Sunday, March 6, 2011

BBC report on "pharmacological torture" of former Guantanamo prisoner, Saad Iqbal Madni

BBC posted an article by Orla Geurin, out of Lahore, on the condition of former Guantanamo detainee, Saad Iqbal Madni. Among the other horrible instances of the torture of this man, the accusations of deliberate administration of addictive drugs stood out. The use of drugs on the Guantanamo prisoners has been noted by others, though a full documentation of it has yet to be accomplished. One recent accounting came from a Jason Leopold interview with Detainee 002, David Hicks.
In GTMO medical personnel were not in the same room as me during actual interrogations but from my understanding they were monitoring my interrogations from behind the one way glass in Camp Delta. For other detainees, such as those being shocked or water boarded, medical personnel were present, or if drugs were being administrated during interrogation as I describe in my book when they extracted false confessions from one of the UK detainees. They were present when I was injected in the spine, but that experience is one that I don't like to talk about.
From the BBC article:
Every other night Saad Iqbal Madni wakes up screaming. For more than five years the Pakistani Islamic scholar was one ghost among many - Prisoner Number 746 in Guantanamo Bay.
In terror-filled moments, in the dead of night, he still is.

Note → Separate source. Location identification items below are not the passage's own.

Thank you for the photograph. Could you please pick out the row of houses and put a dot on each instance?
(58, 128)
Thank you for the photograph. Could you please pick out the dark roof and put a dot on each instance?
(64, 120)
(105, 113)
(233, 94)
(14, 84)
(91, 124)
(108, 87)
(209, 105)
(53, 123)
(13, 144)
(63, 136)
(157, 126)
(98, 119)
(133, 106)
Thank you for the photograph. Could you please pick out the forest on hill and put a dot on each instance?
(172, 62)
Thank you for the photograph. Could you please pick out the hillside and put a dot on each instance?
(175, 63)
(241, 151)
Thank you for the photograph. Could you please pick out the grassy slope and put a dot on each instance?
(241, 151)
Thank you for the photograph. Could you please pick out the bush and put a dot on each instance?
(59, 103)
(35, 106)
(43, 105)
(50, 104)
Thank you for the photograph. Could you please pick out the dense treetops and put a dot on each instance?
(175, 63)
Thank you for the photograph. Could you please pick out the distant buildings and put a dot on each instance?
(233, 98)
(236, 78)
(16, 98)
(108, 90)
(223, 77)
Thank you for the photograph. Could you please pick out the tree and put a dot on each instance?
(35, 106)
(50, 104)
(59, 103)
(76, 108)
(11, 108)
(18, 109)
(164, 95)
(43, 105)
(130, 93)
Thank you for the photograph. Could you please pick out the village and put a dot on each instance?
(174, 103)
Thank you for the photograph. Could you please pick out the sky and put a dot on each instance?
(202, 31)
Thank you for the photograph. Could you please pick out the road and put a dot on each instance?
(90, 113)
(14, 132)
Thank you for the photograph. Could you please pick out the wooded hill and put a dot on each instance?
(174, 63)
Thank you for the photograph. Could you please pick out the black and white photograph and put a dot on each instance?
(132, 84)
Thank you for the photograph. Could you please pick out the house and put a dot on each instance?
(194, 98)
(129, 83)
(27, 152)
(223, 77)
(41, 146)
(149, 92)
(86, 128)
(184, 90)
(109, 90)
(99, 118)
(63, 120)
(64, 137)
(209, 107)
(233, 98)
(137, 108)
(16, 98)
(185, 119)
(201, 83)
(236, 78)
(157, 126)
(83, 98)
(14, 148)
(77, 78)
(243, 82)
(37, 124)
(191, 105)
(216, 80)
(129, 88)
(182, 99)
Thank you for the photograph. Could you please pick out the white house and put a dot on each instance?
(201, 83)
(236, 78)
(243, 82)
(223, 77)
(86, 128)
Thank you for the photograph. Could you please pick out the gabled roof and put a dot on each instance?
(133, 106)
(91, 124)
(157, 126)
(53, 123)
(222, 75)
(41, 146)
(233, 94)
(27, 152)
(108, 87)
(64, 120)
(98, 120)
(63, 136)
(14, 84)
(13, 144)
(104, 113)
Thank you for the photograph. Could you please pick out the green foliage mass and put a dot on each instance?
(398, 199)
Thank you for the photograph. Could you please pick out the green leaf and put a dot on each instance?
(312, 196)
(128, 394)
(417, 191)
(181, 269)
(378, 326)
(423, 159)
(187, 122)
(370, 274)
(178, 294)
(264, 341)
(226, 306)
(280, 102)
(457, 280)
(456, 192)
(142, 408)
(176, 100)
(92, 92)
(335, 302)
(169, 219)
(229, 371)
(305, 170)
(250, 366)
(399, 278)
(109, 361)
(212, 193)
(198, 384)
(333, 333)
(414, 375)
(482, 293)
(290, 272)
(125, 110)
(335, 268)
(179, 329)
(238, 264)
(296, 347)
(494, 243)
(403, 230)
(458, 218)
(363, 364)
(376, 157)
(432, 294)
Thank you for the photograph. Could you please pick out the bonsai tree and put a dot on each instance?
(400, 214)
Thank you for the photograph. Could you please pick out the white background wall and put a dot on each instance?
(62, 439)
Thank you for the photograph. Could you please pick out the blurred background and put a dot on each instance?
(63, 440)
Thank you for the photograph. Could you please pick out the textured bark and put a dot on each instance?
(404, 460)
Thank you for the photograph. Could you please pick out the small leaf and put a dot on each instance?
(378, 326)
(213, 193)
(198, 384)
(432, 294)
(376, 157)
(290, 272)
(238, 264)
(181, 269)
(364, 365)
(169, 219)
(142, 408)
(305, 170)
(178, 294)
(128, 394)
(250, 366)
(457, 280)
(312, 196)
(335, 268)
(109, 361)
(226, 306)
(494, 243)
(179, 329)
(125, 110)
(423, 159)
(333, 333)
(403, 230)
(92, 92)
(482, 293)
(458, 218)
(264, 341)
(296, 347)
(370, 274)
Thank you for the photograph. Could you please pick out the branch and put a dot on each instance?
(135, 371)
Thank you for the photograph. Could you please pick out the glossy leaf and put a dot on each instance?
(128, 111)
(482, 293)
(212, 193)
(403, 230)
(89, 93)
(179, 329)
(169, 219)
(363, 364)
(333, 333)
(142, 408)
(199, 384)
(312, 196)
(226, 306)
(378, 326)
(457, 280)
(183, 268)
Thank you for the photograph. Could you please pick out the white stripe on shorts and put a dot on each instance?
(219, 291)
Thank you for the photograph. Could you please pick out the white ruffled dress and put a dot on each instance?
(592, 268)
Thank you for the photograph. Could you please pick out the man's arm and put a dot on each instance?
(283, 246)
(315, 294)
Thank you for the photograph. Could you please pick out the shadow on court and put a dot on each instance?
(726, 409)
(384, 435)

"Since they arrest me, up to today, every second night I wake up screaming, yelling and crying," he said, breaking down in tears....

"They stripped me naked, just allowed was the underwear. They put me inside a six-feet by four-feet cage.

"They turned on the air conditioning to very high. During this period they took me to interrogation, and they said 'OK, now you are going to admit, or not?' I said no. I started a hunger strike because I was suffering too much, and they started giving me codeine and morphine as pain killers."

By the time of his release, Mr Madni says he was addicted to morphine.

His doctor, Lahore-based psychiatrist Muhammed Haris Burki, confirms his claim.
"He was a victim of pharmacological torture," said Dr Burki. "They made him an addict and it took five months to get him off it."
The American press and government branches have turned a deaf ear to the cries of prisoners held in the U.S. gulag. It will be up to independent journalists and dedicated human rights attorneys and activists to bring the story of drugging prisoners the exposure it desperately requires.